The buyer profile shifted. Developers who previously asked whether 16GB was sufficient are now purchasing 64GB machines as dedicated AI agent servers, according to Briefs Finance. A 64GB Mac Mini is the cheapest path to running agents locally. Mac Studios with 128GB or 256GB of unified memory are the performance option. Both sold out.
The driver is OpenClaw, the open-source framework for personal AI agents that has accumulated roughly 247,000 GitHub stars, The Next Web reported. Apple’s unified memory architecture, which keeps RAM and the GPU on the same die, makes large language models cheap to run locally. That technical advantage is why this shortage is happening on Macs rather than Windows machines.
The Resale Market
eBay has become the secondary market. TechCrunch found base-model Mac Minis (16GB/256GB) selling at markups of $715 to $795 for “open box” models, and up to $979 for refurbished units. Pre-owned machines with the same configuration were selling for around $700, more than $100 above Apple’s retail price.
Briefs Finance reported that eBay listings for 96GB and 192GB Mac Studios are running 15% to 20% above where they sat in February.
The Memory Crunch
The shortage has a compounding second cause. Memory chip prices have surged through 2025 and 2026 as AI data center builders absorb DRAM supply faster than fabs can ship it, according to The Next Web. The same shortage has driven Sony to lift PS5 prices and Nintendo to add $50 to the Switch 2.

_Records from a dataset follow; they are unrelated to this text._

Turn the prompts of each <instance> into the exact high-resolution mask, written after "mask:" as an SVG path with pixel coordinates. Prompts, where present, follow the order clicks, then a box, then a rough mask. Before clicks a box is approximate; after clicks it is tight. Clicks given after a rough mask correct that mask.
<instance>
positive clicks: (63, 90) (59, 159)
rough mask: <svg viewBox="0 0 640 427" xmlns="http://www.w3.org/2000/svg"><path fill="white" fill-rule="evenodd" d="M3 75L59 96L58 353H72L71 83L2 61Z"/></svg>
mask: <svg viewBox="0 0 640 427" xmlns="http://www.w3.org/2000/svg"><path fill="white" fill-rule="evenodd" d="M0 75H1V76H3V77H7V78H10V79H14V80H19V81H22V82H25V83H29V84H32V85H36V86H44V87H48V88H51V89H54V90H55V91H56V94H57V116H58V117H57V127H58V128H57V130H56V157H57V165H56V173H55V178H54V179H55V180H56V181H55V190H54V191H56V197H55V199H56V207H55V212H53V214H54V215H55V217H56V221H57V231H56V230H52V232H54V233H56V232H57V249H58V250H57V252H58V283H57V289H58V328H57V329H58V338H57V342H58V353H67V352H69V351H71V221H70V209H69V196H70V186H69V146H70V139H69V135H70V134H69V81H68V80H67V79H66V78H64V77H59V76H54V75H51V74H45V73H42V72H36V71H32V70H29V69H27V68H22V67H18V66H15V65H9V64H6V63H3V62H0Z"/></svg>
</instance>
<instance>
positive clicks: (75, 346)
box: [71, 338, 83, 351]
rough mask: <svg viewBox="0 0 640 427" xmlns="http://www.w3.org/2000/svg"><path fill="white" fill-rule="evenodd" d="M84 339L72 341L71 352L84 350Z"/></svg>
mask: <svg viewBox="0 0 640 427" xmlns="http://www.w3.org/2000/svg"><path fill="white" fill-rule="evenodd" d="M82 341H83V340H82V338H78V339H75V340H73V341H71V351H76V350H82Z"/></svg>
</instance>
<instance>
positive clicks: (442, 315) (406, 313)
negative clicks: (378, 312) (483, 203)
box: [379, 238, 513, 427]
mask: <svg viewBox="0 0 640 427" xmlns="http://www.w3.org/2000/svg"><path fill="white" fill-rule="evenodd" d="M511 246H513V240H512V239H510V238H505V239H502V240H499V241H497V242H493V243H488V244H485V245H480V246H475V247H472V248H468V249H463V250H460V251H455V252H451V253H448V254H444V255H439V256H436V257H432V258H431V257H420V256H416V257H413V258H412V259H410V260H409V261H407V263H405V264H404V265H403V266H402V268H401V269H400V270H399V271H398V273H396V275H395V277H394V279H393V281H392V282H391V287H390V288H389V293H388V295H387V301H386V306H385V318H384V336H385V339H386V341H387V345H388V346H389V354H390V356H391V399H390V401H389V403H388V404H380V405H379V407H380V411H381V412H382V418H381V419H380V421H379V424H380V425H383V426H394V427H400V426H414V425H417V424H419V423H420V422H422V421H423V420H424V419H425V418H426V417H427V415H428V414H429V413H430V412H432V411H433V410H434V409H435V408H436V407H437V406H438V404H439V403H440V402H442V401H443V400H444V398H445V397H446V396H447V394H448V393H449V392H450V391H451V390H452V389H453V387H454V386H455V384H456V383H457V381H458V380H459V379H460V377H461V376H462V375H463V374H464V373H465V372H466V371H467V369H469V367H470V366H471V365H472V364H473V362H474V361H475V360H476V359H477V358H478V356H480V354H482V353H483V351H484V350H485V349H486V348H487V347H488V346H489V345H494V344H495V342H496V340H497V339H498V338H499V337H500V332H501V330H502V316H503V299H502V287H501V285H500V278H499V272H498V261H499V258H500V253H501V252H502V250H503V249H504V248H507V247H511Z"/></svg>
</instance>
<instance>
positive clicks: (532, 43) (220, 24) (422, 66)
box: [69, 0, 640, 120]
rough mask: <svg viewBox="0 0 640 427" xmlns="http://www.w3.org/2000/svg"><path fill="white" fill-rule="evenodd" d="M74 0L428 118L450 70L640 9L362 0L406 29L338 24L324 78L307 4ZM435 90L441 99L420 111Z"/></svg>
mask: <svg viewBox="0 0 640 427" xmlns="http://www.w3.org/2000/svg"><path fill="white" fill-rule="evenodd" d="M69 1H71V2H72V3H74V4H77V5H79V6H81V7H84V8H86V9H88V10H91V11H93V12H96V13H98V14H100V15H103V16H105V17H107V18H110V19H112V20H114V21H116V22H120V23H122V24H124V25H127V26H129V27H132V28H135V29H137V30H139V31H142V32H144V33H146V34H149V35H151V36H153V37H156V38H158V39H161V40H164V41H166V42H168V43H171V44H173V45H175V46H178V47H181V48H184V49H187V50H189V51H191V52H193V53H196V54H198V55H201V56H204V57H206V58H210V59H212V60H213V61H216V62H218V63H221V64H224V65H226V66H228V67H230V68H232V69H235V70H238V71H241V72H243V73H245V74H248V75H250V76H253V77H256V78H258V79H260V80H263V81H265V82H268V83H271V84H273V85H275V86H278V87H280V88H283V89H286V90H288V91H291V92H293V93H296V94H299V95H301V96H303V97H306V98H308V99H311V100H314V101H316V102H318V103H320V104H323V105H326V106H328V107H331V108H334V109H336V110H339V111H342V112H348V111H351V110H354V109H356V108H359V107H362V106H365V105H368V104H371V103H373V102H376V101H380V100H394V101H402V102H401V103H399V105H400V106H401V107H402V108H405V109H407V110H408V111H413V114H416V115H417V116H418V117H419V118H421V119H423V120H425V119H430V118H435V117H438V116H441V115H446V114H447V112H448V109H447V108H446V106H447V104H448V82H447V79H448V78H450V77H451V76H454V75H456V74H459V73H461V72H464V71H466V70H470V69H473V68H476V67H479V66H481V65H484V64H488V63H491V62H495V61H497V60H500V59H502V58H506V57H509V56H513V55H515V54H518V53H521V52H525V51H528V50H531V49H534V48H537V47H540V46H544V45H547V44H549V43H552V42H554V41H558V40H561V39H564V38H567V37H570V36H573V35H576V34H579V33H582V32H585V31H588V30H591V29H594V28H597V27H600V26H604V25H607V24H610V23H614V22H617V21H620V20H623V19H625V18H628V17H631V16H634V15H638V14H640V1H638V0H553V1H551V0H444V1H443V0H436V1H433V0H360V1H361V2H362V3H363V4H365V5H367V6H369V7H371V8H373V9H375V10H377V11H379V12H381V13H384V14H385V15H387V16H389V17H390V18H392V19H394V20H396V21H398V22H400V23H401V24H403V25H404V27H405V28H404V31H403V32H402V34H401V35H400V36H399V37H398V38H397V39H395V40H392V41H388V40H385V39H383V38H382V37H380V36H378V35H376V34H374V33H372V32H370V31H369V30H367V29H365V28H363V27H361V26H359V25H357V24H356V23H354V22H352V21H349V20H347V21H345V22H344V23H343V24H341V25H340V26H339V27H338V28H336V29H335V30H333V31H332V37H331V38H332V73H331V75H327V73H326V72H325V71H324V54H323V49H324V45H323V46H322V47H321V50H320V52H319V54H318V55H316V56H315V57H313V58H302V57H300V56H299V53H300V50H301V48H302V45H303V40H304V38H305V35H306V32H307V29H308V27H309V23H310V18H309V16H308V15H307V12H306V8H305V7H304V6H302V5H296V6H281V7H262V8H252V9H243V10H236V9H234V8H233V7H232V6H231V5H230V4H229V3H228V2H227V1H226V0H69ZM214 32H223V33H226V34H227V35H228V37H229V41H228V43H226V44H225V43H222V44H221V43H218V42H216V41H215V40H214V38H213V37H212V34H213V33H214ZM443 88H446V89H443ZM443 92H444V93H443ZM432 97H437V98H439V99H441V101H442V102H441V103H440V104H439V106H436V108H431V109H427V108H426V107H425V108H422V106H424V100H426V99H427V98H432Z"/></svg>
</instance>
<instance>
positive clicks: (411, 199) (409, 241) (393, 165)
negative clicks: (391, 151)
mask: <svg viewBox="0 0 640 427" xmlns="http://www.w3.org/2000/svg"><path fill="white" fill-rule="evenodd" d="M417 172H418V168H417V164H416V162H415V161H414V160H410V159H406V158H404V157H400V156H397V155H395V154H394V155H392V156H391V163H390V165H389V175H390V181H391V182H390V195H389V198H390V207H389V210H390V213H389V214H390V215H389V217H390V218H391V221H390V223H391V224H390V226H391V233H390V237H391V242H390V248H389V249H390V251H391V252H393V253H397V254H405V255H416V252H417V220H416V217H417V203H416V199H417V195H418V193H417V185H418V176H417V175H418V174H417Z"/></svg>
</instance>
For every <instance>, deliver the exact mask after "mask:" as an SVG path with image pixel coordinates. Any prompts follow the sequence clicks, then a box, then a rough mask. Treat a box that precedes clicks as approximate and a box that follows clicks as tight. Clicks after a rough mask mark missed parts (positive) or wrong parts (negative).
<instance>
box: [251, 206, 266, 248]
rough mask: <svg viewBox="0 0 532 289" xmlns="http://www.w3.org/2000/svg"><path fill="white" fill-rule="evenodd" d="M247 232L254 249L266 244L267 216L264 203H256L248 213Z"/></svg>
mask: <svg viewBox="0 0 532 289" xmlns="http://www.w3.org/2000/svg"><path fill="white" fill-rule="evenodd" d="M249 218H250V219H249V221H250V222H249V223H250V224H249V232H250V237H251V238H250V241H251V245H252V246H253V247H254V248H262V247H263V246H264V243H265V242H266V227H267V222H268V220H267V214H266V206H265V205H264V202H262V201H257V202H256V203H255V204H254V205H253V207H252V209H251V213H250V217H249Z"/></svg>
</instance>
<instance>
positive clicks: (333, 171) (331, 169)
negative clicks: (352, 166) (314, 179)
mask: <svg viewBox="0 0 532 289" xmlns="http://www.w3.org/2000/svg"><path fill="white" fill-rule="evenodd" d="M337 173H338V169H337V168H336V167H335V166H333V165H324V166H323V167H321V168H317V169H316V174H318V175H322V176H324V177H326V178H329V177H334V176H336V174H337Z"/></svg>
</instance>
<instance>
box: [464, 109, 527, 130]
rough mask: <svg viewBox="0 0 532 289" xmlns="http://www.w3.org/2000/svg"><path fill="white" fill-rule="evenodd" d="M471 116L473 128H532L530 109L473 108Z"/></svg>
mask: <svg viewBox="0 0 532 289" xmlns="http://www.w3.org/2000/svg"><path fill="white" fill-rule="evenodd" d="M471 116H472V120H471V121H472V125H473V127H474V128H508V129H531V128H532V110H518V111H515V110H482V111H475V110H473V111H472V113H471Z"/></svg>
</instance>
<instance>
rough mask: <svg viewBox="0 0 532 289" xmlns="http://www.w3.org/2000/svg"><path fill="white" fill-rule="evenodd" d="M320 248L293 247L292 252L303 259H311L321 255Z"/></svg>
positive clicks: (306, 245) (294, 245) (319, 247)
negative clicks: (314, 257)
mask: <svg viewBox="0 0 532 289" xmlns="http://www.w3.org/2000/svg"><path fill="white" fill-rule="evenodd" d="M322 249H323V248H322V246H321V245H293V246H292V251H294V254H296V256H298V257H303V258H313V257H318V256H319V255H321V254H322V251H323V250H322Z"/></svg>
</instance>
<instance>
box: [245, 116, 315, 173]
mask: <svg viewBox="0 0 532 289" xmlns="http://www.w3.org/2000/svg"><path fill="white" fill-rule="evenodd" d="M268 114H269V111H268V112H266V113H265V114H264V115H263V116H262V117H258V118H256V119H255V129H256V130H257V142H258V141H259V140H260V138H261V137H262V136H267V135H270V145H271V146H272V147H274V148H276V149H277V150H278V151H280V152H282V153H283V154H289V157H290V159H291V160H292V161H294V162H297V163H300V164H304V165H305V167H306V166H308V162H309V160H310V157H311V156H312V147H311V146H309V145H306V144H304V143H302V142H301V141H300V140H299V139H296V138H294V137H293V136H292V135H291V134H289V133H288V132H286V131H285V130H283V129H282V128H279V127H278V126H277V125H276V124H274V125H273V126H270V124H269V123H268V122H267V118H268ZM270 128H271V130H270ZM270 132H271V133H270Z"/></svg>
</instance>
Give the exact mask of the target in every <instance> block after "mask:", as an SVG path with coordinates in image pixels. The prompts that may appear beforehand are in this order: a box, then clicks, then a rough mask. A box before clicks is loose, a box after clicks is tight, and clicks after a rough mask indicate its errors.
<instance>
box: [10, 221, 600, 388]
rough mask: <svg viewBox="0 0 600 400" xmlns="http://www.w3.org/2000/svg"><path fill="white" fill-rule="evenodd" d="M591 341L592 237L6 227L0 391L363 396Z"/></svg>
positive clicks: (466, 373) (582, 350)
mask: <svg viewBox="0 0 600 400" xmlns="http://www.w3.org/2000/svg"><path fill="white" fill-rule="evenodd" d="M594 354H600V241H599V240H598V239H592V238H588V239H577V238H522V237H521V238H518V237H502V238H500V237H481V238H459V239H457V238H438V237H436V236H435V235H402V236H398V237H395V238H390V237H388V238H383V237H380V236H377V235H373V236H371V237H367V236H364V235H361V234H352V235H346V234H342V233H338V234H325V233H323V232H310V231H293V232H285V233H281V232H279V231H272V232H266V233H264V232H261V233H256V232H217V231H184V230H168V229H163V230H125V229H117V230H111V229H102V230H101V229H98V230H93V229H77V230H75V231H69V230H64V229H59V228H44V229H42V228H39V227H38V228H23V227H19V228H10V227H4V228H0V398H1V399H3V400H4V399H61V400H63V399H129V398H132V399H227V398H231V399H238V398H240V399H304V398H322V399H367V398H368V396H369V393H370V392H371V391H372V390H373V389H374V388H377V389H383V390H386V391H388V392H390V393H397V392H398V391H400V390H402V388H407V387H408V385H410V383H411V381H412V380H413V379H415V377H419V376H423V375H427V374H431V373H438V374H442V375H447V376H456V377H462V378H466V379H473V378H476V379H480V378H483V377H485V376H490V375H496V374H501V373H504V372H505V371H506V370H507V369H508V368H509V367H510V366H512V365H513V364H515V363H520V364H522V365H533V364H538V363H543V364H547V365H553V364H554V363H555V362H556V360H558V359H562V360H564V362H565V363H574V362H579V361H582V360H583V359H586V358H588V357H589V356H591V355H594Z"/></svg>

Apple flagged the issue on its earnings call. Cook told analysts the company saw “less flexibility in the supply chain than normal” and that wholesale memory pricing was “increasing significantly,” according to Briefs Finance. The 256GB memory upgrade went up by 25%.
Mac revenue hit $8.4 billion in Q2 2026, up 6% year-on-year, though the number was constrained by supply rather than demand, The Next Web reported.
The Agent Use Case
The Next Web profiled Tyler Cadwell, who runs a custom-engraved glassware business called Everything Etched. Cadwell drives his Ford Bronco into the Arizona canyons with a Mac Mini wired to a portable battery and Starlink terminal, running an OpenClaw agent he calls Etchie. It writes code, drafts marketing copy, answers customer emails, and manages Etsy inventory. Bloomberg put Cadwell on the cover of Businessweek’s AI Issue.
Cadwell pays for API access at consumer rates and routes through OpenClaw. His total cost is a Mac Mini, a few hundred dollars a month in API spend, and the time to configure the framework. The Next Web noted that the companies he competes with through his agent spend orders of magnitude more on equivalent capability through SaaS contracts.
What Comes Next
Bloomberg’s Mark Gurman reported that Apple is preparing M5 Mac Minis and Mac Studios around WWDC in June, according to Briefs Finance. Top-tier configurations will likely return at higher prices.
Ars Technica noted that MacBook Pros with 128GB RAM and larger SSDs are still shipping within a few weeks, and the new MacBook Neo is available in two to three weeks. The constraint is specific to the desktop form factors that developers favor for always-on agent hosting.